Is your horse a saint?

Is he one of those angels so quiet you can do anything with him?

If he’s not, I’m betting you’ve met that horse before – the really reliable one at the riding school, the ‘bombproof’ child’s pony (have you thought about how unnatural it is for a prey animal to be ‘bombproof’?). A little dead to the leg and hand, perhaps, but makes up for it by being obedient, still, tolerant, tidy….

Ever wonder how he got like that? He wasn’t born that way.

What happened to the bouncy foal he used to be?

Your horse is a prey animal, and his VAGUS NERVE is a massive contributor to his survival. It is the sensor that tips him in and out of a DEFENCE state when there’s a threat signalled.

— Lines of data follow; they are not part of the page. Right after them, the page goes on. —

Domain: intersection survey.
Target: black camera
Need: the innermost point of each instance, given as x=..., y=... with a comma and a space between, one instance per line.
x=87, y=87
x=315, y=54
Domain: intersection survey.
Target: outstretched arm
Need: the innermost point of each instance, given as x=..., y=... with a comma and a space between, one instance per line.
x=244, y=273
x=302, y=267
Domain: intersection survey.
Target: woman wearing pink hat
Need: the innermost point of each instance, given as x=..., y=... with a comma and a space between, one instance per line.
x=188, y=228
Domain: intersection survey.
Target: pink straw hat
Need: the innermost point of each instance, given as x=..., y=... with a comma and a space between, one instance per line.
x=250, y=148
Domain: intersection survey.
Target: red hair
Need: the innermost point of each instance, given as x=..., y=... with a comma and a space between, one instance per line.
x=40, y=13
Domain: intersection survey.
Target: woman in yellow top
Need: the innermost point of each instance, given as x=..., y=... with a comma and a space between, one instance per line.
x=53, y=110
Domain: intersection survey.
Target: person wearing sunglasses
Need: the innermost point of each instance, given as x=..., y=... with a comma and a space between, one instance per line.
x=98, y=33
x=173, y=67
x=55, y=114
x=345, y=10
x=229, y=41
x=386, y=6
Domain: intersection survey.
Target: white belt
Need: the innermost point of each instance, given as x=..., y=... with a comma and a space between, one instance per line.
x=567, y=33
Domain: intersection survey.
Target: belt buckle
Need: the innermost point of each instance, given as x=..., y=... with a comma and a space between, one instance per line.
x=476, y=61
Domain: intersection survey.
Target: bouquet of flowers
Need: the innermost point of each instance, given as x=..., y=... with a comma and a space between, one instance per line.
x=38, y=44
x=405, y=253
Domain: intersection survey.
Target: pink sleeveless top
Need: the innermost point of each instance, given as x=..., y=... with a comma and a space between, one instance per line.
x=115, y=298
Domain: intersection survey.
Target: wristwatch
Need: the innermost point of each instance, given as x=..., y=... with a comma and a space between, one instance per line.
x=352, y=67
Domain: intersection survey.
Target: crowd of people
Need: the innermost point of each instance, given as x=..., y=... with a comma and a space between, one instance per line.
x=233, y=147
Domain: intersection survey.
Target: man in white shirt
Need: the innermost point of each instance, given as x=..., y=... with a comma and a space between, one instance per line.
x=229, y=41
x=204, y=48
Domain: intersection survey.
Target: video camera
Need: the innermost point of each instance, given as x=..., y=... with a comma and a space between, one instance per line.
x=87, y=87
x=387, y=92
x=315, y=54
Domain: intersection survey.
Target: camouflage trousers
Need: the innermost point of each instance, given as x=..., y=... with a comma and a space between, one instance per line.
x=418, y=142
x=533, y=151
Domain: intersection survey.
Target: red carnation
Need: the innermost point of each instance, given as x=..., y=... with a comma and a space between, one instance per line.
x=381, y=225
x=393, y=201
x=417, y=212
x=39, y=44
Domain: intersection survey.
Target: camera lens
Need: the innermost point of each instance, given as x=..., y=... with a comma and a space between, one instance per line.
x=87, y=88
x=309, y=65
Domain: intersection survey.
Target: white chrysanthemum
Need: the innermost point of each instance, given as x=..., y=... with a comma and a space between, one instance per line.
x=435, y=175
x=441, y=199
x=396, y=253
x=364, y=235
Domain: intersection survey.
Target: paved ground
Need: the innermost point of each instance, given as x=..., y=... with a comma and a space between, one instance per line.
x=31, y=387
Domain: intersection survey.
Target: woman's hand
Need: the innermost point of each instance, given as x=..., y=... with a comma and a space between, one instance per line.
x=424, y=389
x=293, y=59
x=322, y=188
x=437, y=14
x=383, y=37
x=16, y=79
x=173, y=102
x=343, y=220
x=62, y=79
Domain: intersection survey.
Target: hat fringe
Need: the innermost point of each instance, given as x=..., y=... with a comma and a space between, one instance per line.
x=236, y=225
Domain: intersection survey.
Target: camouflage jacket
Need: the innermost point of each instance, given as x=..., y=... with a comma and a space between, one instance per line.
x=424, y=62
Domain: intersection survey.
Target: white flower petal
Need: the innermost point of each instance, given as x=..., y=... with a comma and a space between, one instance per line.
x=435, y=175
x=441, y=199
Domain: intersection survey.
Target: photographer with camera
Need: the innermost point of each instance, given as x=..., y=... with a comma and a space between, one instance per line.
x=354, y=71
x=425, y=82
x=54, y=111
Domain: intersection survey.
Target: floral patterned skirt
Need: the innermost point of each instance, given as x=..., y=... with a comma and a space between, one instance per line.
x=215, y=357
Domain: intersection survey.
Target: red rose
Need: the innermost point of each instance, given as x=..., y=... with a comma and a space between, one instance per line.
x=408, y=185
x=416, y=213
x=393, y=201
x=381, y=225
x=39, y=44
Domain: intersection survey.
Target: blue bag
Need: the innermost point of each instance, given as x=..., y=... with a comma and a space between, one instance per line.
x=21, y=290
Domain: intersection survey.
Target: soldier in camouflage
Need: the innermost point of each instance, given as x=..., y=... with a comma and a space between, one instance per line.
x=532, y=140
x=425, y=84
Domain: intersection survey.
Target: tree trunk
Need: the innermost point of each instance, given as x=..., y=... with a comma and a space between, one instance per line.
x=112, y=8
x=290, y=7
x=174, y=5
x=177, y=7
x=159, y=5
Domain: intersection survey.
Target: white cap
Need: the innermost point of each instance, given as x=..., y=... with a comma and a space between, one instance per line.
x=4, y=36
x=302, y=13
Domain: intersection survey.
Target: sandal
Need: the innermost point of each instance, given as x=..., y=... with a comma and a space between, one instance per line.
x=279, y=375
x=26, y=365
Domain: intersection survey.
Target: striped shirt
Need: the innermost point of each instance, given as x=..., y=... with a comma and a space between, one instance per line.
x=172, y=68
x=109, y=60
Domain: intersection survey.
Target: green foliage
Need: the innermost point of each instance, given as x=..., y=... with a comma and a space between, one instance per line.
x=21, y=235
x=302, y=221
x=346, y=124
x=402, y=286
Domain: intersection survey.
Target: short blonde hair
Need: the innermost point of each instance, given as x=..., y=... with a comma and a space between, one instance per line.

When a threat first appears, he turns off that playing/resting/digesting way of being and goes into the FIGHT OR FLIGHT picture we are used to seeing in a horse that we like to label ‘spooky’ or ‘sharp’. His heart rate rises, his head rises, he can’t be still, he can’t pay attention.

The vagus nerve also lets him interact socially and be playful when – and only when – his system is content that there’s no threat.

WHAT HAPPENS if he spends too long in a fight/flight state that he can’t resolve? Eerily, it’s this – he ‘freezes’ and shuts down his reactive systems. Instead of his body chemistry giving him everything he needs to get out of his situation, it gives up and tries to let him survive it. Just survive.

He’s the horse in that top paragraph.

When your horse is in a defence state, whether up or down, he can’t think straight, or relax, or yield to whatever your request is. Not letting you in is the only way he can protect himself.

It’s a warning light and it needs to be your top priority. ‘Pushing on through’, ‘not taking any nonsense’, not ‘letting him away with that’ might seem heroic, but be careful you don’t get your excited response by pushing him to a freeze state where he’s just shut down… 

It’s not safe to ignore the warning lights.